The Roundabout Crash Question Answered
The N332 Facebook team posted a video with a question, asking “Under the Spanish Traffic Law, who is at fault in this car accident? Why?”
Firstly, we must remember two basic rules, the first being that, in Spain, we always drive on the right, in fact as far right as possible, and we always have to leave the roundabout from the right-hand lane. We must also remember, as with all traffic rules, unless signs or signals tell us otherwise.
As we observe the road on approach to the roundabout we can see road signs and markings on the road. These signs tell us that vehicles should be in the right-hand lane, the normal driving lane, to turn right or continue straight ahead.
The markings also tell us that vehicles should be in the left-hand lane if they want to turn left, or continue straight ahead. This layout is what UK-trained drivers would consider to be a normal practice, apart from the side of the road and the direction being reversed.
When enter the roundabout, we are in the left-hand lane still, the white car is in the right-hand lane.
Both vehicles pass the first exit of the roundabout in those respective lanes. When we reach the second exit from the roundabout, the white car continues around the roundabout and the video-equipped car collides with it.
The white car was not indicating. Under Spanish law, there is no requirement to indicate until leaving the roundabout, therefore there is no requirement (in law) for the white car to be indicating. There is a concept known as a “courtesy indicator”, in which the white car could have indicated left to show the intention of continuing, but this is not required by law.
The white car can continue in that right-hand lane all the way around the roundabout, irrespective of which exit it intends to take. The right-hand lane is the normal driving lane.
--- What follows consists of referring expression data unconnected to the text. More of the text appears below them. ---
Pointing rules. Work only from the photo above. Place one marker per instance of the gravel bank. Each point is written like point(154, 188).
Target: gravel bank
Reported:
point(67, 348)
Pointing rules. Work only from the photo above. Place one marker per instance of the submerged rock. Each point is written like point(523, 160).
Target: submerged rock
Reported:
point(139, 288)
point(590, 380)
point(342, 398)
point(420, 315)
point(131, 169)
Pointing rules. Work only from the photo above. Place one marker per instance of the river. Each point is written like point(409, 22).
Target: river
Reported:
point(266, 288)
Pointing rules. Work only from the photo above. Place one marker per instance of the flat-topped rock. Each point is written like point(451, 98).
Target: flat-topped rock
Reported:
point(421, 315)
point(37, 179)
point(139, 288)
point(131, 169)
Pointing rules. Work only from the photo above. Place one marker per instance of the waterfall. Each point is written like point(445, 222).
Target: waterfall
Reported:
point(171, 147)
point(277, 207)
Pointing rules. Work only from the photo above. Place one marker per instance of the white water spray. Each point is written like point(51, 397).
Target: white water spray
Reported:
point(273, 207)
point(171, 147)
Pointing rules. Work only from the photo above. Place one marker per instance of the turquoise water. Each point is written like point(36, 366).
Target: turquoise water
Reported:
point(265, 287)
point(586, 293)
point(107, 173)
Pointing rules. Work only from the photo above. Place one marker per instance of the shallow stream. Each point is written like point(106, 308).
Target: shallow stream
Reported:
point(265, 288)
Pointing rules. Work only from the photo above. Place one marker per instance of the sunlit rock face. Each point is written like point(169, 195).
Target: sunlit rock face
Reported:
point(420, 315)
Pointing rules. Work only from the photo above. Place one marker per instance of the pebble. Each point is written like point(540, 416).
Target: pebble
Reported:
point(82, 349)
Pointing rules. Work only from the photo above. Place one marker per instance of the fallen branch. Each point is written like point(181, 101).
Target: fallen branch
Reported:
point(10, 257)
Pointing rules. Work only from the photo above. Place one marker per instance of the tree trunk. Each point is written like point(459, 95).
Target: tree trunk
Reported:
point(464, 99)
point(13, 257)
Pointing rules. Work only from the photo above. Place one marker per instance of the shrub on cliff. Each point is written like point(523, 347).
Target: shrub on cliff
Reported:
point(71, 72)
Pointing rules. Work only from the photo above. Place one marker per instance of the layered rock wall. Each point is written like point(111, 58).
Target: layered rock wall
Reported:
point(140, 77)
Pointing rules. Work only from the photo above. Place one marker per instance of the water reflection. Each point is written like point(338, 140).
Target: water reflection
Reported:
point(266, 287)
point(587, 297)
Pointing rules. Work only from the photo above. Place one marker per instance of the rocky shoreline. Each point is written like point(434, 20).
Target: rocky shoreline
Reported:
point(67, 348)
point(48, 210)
The video-equipped vehicle is attempting to leave the roundabout from the left-hand lane. Whereas the markings on the approach to the roundabout did indicate that the vehicle should be in the left-hand lane, those markings we on the approach. We are still required to exit the roundabout from the right-hand lane (unless signs or signals tell us otherwise, in this case signs or signals on the roundabout, not on the approach).
The video-equipped car impacts the white car which is continuing in the normal driving lane.
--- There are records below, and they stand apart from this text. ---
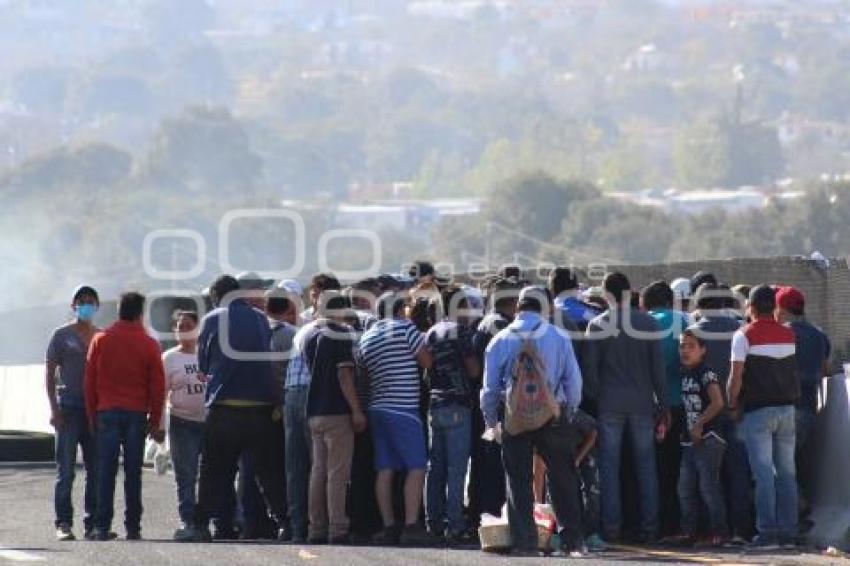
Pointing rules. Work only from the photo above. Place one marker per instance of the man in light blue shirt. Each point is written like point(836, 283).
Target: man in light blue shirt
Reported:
point(556, 441)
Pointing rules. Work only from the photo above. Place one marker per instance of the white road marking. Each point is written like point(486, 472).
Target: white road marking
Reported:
point(19, 555)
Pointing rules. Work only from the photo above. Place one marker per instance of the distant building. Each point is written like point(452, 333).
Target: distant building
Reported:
point(401, 215)
point(700, 200)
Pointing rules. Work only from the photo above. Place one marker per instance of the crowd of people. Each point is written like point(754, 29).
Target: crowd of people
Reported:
point(400, 409)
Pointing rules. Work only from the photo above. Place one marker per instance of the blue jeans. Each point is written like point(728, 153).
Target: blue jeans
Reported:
point(642, 432)
point(699, 478)
point(450, 446)
point(555, 443)
point(186, 439)
point(737, 479)
point(771, 435)
point(297, 457)
point(75, 431)
point(119, 430)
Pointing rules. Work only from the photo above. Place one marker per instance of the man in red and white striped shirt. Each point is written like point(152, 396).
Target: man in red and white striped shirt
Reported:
point(764, 382)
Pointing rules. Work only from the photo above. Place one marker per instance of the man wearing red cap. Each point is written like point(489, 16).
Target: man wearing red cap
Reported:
point(813, 349)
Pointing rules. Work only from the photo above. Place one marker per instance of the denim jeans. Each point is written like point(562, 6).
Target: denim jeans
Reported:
point(450, 446)
point(589, 484)
point(699, 480)
point(231, 432)
point(642, 434)
point(120, 431)
point(74, 431)
point(297, 457)
point(186, 439)
point(737, 480)
point(486, 489)
point(556, 444)
point(770, 434)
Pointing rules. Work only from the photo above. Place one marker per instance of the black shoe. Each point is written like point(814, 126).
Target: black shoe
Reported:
point(102, 535)
point(526, 553)
point(648, 539)
point(416, 535)
point(284, 534)
point(194, 534)
point(389, 536)
point(359, 539)
point(64, 533)
point(226, 533)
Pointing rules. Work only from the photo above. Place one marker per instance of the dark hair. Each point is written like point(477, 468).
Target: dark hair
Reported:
point(333, 301)
point(85, 291)
point(562, 279)
point(369, 284)
point(441, 306)
point(695, 333)
point(508, 271)
point(221, 287)
point(532, 301)
point(419, 313)
point(503, 291)
point(657, 295)
point(192, 315)
point(762, 299)
point(421, 268)
point(390, 304)
point(277, 301)
point(710, 297)
point(131, 305)
point(616, 284)
point(324, 282)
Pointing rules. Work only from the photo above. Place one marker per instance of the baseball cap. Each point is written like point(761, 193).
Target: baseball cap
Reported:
point(681, 288)
point(790, 299)
point(533, 296)
point(291, 286)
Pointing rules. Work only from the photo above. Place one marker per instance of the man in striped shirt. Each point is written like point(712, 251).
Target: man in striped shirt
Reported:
point(391, 354)
point(764, 382)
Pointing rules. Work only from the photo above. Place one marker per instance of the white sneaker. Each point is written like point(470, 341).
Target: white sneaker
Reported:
point(64, 533)
point(160, 462)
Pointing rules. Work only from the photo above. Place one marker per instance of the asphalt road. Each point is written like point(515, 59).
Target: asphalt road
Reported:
point(27, 535)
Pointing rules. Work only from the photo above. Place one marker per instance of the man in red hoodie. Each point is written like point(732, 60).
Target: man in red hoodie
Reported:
point(125, 391)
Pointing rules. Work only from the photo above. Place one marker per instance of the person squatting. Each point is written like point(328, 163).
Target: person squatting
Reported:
point(400, 409)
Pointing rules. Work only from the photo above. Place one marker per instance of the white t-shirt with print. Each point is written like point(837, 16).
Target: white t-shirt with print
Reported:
point(184, 390)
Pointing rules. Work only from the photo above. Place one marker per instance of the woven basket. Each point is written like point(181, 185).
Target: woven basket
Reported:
point(498, 537)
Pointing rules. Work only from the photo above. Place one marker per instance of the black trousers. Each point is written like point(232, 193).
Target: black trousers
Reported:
point(232, 432)
point(556, 444)
point(486, 490)
point(362, 504)
point(669, 458)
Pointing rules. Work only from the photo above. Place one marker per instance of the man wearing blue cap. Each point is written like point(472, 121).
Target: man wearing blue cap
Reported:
point(556, 440)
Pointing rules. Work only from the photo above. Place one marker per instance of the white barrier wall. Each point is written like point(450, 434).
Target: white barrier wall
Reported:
point(23, 401)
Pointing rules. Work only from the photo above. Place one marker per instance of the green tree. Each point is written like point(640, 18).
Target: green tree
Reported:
point(528, 209)
point(92, 165)
point(204, 149)
point(701, 155)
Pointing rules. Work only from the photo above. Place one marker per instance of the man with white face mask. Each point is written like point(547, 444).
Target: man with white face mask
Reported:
point(66, 365)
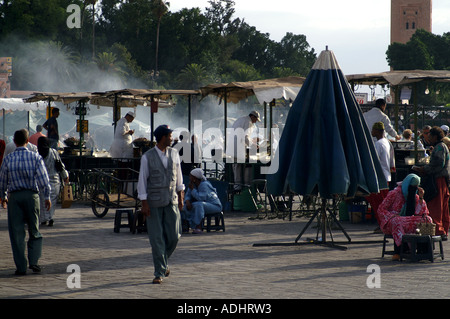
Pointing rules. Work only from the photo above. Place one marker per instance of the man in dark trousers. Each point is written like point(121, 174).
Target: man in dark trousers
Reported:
point(22, 176)
point(161, 190)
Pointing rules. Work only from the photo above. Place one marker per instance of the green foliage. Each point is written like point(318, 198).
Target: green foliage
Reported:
point(424, 51)
point(130, 39)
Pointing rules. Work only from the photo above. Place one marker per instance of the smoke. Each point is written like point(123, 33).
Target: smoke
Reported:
point(52, 67)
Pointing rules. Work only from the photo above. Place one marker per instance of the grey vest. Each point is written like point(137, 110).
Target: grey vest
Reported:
point(161, 182)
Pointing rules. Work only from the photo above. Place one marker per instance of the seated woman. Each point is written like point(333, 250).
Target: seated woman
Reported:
point(200, 199)
point(401, 211)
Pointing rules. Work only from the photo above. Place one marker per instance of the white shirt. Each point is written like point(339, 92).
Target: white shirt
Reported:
point(377, 115)
point(11, 147)
point(122, 144)
point(383, 148)
point(245, 123)
point(143, 173)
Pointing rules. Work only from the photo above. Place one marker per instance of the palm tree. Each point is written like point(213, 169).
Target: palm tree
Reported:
point(159, 10)
point(193, 76)
point(107, 62)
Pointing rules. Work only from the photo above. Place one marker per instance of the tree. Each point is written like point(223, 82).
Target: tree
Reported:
point(159, 10)
point(294, 53)
point(107, 62)
point(193, 76)
point(220, 13)
point(424, 51)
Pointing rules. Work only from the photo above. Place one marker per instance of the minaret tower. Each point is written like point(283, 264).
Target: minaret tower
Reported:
point(407, 16)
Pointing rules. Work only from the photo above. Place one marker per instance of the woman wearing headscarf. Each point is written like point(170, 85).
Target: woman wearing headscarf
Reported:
point(55, 174)
point(402, 209)
point(200, 199)
point(438, 170)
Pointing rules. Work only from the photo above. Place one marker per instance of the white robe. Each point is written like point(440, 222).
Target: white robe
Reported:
point(122, 146)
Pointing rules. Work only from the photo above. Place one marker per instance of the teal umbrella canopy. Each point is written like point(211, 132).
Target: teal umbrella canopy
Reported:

The correct course of action should have been that once the video-equipped vehicle has passed the exit before the one the driver intends to use (or sooner), the driver should have carried out a manoeuvre to move into the right-hand lane, in this case behind the white vehicle, so as to have a clear exit route from the roundabout.
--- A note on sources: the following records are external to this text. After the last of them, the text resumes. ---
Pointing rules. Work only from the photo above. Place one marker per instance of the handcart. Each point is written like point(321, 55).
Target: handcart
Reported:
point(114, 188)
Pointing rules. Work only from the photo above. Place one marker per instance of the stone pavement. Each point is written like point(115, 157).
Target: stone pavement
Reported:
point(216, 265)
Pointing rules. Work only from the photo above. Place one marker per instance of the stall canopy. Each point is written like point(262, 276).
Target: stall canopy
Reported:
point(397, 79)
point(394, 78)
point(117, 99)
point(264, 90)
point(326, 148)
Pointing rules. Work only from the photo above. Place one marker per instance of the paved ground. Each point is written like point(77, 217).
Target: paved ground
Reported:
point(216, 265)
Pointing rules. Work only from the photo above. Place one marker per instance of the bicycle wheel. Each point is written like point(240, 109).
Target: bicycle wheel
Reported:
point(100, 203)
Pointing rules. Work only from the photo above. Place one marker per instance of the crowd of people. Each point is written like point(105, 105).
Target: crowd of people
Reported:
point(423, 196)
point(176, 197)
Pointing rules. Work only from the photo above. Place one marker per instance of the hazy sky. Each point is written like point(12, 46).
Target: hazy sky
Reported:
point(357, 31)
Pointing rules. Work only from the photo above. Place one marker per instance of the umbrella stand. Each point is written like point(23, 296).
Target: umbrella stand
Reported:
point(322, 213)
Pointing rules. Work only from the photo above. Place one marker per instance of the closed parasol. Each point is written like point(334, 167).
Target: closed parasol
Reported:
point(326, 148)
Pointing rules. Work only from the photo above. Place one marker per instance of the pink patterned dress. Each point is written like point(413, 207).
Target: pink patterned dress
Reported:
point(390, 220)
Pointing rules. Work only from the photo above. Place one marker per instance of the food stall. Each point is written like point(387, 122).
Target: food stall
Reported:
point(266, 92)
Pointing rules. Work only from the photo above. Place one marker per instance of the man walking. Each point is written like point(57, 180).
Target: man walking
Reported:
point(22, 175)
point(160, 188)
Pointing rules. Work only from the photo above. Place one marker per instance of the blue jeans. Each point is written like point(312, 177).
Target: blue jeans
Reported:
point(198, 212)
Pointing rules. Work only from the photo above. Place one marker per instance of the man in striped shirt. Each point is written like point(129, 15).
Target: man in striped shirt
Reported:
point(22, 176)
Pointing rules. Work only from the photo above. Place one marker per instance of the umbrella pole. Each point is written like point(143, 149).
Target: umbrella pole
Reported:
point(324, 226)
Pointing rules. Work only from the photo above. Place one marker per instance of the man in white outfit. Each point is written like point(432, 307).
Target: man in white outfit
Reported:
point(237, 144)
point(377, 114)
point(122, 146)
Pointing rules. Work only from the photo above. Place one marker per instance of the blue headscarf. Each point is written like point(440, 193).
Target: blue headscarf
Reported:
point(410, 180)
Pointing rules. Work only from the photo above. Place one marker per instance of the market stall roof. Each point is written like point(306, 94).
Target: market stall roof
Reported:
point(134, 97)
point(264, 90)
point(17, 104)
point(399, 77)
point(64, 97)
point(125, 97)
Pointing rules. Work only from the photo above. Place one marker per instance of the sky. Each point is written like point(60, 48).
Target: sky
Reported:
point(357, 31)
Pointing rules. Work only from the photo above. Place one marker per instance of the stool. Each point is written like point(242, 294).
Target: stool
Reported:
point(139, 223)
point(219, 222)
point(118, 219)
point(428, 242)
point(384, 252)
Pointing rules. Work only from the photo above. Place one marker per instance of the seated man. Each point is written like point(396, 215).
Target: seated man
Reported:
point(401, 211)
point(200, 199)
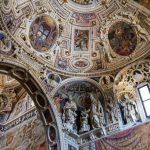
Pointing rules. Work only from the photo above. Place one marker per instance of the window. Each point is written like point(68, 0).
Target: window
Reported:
point(144, 92)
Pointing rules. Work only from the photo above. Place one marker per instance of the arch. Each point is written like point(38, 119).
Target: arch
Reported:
point(126, 80)
point(41, 100)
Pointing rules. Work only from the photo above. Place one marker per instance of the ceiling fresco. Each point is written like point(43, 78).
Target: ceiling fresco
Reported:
point(42, 34)
point(69, 40)
point(85, 2)
point(122, 38)
point(145, 3)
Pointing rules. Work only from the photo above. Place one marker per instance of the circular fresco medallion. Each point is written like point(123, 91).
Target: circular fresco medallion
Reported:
point(43, 33)
point(122, 38)
point(106, 81)
point(80, 63)
point(5, 43)
point(85, 2)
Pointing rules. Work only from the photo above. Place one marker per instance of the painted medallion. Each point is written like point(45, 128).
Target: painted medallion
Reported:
point(5, 43)
point(81, 40)
point(43, 33)
point(122, 38)
point(85, 2)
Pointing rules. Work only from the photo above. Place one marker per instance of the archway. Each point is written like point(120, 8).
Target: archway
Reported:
point(40, 97)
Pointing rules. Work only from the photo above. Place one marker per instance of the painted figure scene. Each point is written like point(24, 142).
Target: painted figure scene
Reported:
point(43, 33)
point(122, 38)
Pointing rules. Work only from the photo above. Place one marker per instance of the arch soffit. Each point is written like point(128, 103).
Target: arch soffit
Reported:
point(38, 94)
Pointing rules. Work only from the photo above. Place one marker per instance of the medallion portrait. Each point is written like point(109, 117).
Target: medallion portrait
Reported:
point(43, 33)
point(122, 38)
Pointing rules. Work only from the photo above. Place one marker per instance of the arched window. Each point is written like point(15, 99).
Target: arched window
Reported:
point(144, 92)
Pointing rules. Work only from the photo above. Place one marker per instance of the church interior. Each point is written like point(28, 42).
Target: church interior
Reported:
point(74, 74)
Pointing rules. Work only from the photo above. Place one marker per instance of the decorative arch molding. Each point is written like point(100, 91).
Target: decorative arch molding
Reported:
point(69, 80)
point(130, 77)
point(39, 95)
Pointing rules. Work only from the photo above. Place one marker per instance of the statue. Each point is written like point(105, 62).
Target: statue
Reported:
point(84, 121)
point(69, 115)
point(129, 110)
point(112, 111)
point(96, 114)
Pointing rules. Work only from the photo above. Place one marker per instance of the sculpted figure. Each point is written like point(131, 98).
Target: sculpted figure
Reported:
point(129, 110)
point(69, 115)
point(84, 121)
point(112, 112)
point(96, 114)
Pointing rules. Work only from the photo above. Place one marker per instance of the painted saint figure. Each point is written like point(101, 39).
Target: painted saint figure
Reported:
point(96, 114)
point(69, 115)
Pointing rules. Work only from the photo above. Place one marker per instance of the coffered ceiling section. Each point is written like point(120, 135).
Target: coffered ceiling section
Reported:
point(77, 37)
In this instance, the driver of the video-equipped vehicle was in the wrong lane.
The usual reason for determining lanes on approach to roundabouts like this is in order to improve traffic flow. The likelihood is, in this case, more traffic would be turning right, and so the right-hand approach lane could become more congested, by moving traffic intending to go left into the other lane, eases that congestion, but only on the approach. Normal roundabout rules still apply.